Karar Önceden Belirlendi Utku’ya Tahliye Yok

Sayı 14, Kasım 2013

“Devletin güvenliğine ilişkin belgeleri temin ve devletin güvenliğine ve siyasal yararlarına ilişkin belgeleri açıklama” suçlamasıyla yargılanan Er Utku Kalı’nın yargılandığı davanın ilk duruşması görüldü.
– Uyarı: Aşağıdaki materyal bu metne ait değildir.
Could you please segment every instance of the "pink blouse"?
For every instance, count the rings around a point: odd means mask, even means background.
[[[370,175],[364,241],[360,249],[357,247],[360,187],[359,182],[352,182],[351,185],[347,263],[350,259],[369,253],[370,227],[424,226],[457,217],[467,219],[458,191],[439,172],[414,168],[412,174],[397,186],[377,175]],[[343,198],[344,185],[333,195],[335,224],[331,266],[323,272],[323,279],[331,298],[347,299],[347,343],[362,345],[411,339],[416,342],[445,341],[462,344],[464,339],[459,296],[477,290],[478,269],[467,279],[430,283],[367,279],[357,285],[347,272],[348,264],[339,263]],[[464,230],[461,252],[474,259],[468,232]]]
Utku’ya tahliye çıkmayan davanın bir sonraki duruşması ise, 11 Kasım’a ertelendi.

11 Mayıs 2013’te Reyhanlı’da yaşanan ve 52 kişinin yaşamını yitirdiği patlamaların ardından Redhack’e gizli belgeleri sızdırdığı iddiasıyla tutuklanan ve hakkında 25 yıl hapis istemiyle dava açılan Utku Kalı’nın ilk duruşması, 21 Ekim’de Samsun Özel Yetkili 3. Ağır Ceza Mahkemesi’nde görüldü. Duruşma öncesinde polisin adliye binası çevresine yığınak yaptığı gözlemlenirken, adliye içerisine ve duruşma salonuna da çok sayıda sivil giyimli ve resmi polisin girdiği görüldü. Duruşmaya Utku’nun ailesi, yakınları ve destekçilerinin yanında CHP Genel Başkan Yardımcısı Haluk Koç, CHP milletvekilleri İlhan Cihaner ve Hüseyin Aygün de katıldı. Duruşmada Utku Kalı’yı ablası Ceren Kalı, amcası İbrahim Kalı ve iki avukat savundu.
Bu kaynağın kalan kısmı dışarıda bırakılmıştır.